Analyzing matched normal/panel of normals data sets

ni...@cc-tdi.org

unread,

Jul 27, 2017, 4:05:16 AM7/27/17

to Platypus Users

Hi,

My current data are a mixture of matched tumor/normal samples and tumor samples that don't have a match, but do have >40 normal samples to compare to. I understand that to run the variant analysis, I need to run all the files together and generate one VCF with all the calls. This step worked for me. I then turned to somaticMutationDetector.py to interpret the VCF as the correct mutations I needed, but I kept getting the error:

Could not find normal sample normaldna in input VCF header

I get the same error with the tumor sample. I've tried the original file name (normaldna.bam), the file name without the extension (normaldna), and the full file path (/dir/that/contains/normaldna.bam). I already looked through the VCF input file, and I can't find where it is supposed to specify the original BAM a particular indel was called for. Does anyone know of any other post-processing tool of a VCF I could do to accomplish this, or have any experience with this script in particular? I know there are dozens of indel callers, but I'm pretty set on Platypus.

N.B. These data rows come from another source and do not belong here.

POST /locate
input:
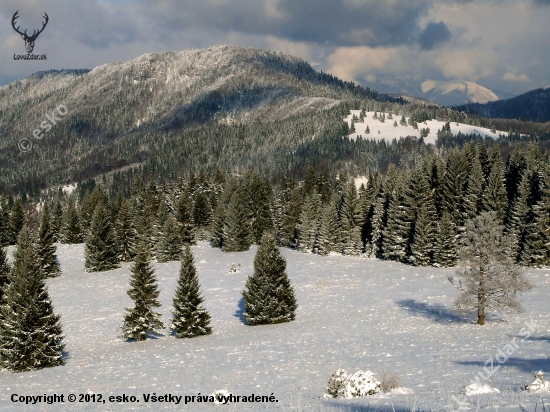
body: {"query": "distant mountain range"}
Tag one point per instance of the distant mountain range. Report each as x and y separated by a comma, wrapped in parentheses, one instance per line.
(533, 105)
(82, 123)
(445, 93)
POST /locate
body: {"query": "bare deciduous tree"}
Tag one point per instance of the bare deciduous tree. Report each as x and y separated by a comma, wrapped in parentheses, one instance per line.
(489, 276)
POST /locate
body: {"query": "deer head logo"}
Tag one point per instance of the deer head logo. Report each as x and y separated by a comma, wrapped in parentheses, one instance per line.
(29, 40)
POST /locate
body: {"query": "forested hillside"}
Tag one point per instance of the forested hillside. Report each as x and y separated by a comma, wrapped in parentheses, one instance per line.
(122, 113)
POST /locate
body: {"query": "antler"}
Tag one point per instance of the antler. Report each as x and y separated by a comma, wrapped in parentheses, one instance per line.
(35, 35)
(15, 16)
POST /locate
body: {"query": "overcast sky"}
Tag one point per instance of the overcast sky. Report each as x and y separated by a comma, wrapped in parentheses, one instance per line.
(501, 44)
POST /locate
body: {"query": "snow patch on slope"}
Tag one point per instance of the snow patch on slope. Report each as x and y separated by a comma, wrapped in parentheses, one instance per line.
(388, 131)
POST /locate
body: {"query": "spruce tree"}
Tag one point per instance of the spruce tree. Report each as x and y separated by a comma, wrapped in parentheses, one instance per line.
(474, 190)
(202, 211)
(184, 216)
(17, 220)
(291, 216)
(453, 185)
(445, 249)
(519, 216)
(309, 222)
(126, 234)
(30, 333)
(236, 233)
(71, 232)
(170, 244)
(157, 233)
(396, 233)
(101, 247)
(350, 218)
(190, 318)
(374, 247)
(57, 221)
(5, 231)
(515, 167)
(494, 196)
(536, 248)
(328, 239)
(49, 263)
(142, 320)
(257, 196)
(216, 239)
(423, 240)
(269, 297)
(4, 272)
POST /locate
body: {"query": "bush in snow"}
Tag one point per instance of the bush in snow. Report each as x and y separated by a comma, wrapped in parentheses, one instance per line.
(539, 384)
(359, 384)
(235, 268)
(220, 395)
(478, 389)
(389, 380)
(336, 384)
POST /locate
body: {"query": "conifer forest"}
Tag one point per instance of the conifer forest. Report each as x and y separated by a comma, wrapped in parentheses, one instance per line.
(252, 214)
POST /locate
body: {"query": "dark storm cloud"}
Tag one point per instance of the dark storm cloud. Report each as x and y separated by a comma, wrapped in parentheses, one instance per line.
(325, 22)
(434, 35)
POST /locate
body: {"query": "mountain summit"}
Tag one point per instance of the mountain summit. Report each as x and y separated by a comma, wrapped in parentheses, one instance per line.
(81, 123)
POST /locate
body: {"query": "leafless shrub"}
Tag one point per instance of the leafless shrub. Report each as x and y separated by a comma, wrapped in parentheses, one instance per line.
(389, 380)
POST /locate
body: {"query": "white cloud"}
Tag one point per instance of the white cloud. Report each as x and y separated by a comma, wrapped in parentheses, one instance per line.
(355, 63)
(511, 77)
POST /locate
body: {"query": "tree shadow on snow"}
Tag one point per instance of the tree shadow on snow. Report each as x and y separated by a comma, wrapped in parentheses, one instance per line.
(239, 313)
(539, 338)
(437, 313)
(346, 406)
(521, 364)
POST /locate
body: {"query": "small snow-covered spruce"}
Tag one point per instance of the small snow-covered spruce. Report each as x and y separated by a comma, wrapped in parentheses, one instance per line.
(4, 271)
(445, 242)
(359, 384)
(270, 296)
(30, 333)
(336, 384)
(71, 232)
(170, 244)
(49, 263)
(389, 380)
(126, 233)
(101, 247)
(539, 384)
(142, 320)
(422, 245)
(236, 231)
(190, 318)
(17, 220)
(488, 275)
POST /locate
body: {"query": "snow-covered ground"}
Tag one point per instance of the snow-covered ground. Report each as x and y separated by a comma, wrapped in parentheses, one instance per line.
(389, 132)
(354, 313)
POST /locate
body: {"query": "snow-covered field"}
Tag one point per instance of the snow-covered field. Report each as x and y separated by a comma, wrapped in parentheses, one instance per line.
(389, 132)
(354, 313)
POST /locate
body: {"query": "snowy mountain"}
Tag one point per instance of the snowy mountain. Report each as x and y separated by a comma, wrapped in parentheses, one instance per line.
(533, 105)
(446, 93)
(70, 125)
(450, 93)
(388, 131)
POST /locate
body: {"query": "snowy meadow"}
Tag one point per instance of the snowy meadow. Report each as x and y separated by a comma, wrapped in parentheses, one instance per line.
(354, 313)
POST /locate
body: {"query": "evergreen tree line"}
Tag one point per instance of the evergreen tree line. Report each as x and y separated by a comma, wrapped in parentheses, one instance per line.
(412, 214)
(31, 334)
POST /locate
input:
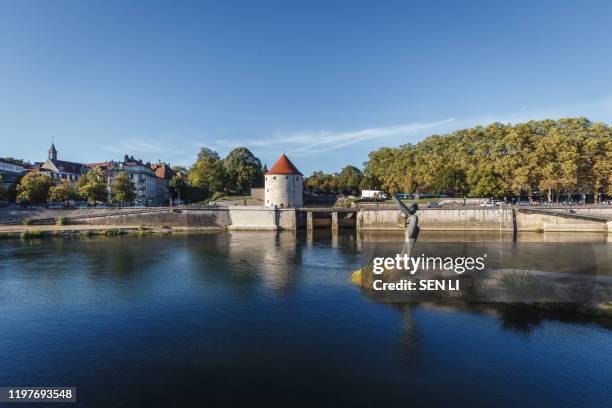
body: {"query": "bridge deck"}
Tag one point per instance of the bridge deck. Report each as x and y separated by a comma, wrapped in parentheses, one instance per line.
(327, 209)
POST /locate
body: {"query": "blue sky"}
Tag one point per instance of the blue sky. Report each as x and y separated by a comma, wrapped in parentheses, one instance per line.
(324, 81)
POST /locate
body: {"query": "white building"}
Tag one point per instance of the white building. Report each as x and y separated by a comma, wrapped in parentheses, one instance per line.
(61, 170)
(373, 194)
(149, 189)
(10, 172)
(284, 185)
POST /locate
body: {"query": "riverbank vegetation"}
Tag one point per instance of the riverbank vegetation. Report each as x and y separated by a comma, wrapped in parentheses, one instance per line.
(549, 159)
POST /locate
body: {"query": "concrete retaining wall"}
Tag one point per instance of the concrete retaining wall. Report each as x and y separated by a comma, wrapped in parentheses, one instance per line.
(439, 219)
(532, 220)
(194, 218)
(252, 218)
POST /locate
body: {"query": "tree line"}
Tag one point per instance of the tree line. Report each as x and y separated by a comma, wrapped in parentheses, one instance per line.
(37, 188)
(549, 158)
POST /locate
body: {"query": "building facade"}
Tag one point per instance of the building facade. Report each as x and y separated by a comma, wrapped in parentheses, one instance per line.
(284, 185)
(10, 172)
(149, 189)
(60, 169)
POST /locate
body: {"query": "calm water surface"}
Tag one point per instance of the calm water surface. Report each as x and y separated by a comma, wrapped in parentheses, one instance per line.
(228, 319)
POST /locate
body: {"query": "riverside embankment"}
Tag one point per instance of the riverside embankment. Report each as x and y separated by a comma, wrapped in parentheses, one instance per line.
(384, 218)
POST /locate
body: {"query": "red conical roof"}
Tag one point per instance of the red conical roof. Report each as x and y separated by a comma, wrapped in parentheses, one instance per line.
(284, 166)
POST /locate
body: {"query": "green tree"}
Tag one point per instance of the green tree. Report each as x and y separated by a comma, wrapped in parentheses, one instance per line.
(123, 188)
(178, 187)
(3, 192)
(91, 186)
(349, 179)
(243, 170)
(62, 192)
(33, 188)
(207, 175)
(206, 153)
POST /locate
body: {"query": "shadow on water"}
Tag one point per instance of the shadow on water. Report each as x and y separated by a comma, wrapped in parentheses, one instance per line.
(227, 318)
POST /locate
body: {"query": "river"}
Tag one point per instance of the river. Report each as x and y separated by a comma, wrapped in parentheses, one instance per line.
(256, 317)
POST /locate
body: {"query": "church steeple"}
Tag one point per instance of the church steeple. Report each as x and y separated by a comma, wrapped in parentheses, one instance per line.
(52, 152)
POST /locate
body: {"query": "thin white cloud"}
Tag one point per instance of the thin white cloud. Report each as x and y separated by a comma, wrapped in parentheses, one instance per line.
(143, 146)
(315, 142)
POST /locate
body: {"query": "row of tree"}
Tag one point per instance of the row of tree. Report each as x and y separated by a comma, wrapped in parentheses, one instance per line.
(36, 188)
(209, 175)
(549, 157)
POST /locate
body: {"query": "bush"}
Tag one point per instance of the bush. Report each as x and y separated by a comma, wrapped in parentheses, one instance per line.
(113, 232)
(217, 196)
(31, 234)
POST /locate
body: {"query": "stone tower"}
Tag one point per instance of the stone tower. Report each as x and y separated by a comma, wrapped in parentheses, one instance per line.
(52, 152)
(284, 184)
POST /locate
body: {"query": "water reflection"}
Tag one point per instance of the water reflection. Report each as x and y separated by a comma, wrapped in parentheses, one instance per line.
(239, 314)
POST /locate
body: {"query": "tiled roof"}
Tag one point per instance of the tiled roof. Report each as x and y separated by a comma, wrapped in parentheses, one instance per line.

A couple other answers in this Group mention the script, but I haven't seen any answer with a full example usage written out that works. I also know for a while that Andy Rimmer was just using the script as a placeholder but that it didn't actually work. Does anyone have a solution, or a work-around?

Thanks!

Andy Rimmer

unread,

Jul 27, 2017, 5:12:10 AM7/27/17

to ni...@cc-tdi.org, Platypus Users

Hi Nick,

I think you are getting that error because the script cannot match the sample names in the VCF sample columns with the names you are giving. Check the VCF column headers to see what the actual sample names are. They may not be the same as the BAM file names. Platypus extracts the sample name from the SM field in the RG tag in the BAM, you can find this in the BAM header if you don't know it already (samtools view -H input.bam).

As you mention, this script is really only a placeholder. It does something sensible, but not very sophisticated to discriminate somatic variants from germline variants and genotyping errors and gives a posterior probability for a variant being somatic. I think it should work, but I would treat the results with caution.

Kind regards,

Andy

--
You received this message because you are subscribed to the Google Groups "Platypus Users" group.
To unsubscribe from this group and stop receiving emails from it, send an email to platypus-users+unsubscribe@googlegroups.com.
To post to this group, send email to platypus-users@googlegroups.com.
Visit this group at https://groups.google.com/group/platypus-users.
To view this discussion on the web, visit https://groups.google.com/d/msgid/platypus-users/ee5c94a3-198f-4760-8118-d90c01198515%40googlegroups.com.
For more options, visit https://groups.google.com/d/optout.

--

Dr Andrew (Andy) Rimmer

ni...@cc-tdi.org

unread,

Jul 27, 2017, 3:15:45 PM7/27/17

to Platypus Users, ni...@cc-tdi.org

Thank you! BAM file headers turned out to be the problem - both the tumor and normal samples were simply "SM:DNA", so I couldn't figure out where they were supposed to be different.

I'll mess around with the minimum posterior probability and see how it affects my results. I did find a paper that utilized your script, and kept the default posterior probability minimum of phred 5. If I go lower, what's my risk of false positives?

Thanks again for the help!

On Thursday, July 27, 2017 at 2:12:10 AM UTC-7, Andy Rimmer wrote:

Hi Nick,

I think you are getting that error because the script cannot match the sample names in the VCF sample columns with the names you are giving. Check the VCF column headers to see what the actual sample names are. They may not be the same as the BAM file names. Platypus extracts the sample name from the SM field in the RG tag in the BAM, you can find this in the BAM header if you don't know it already (samtools view -H input.bam).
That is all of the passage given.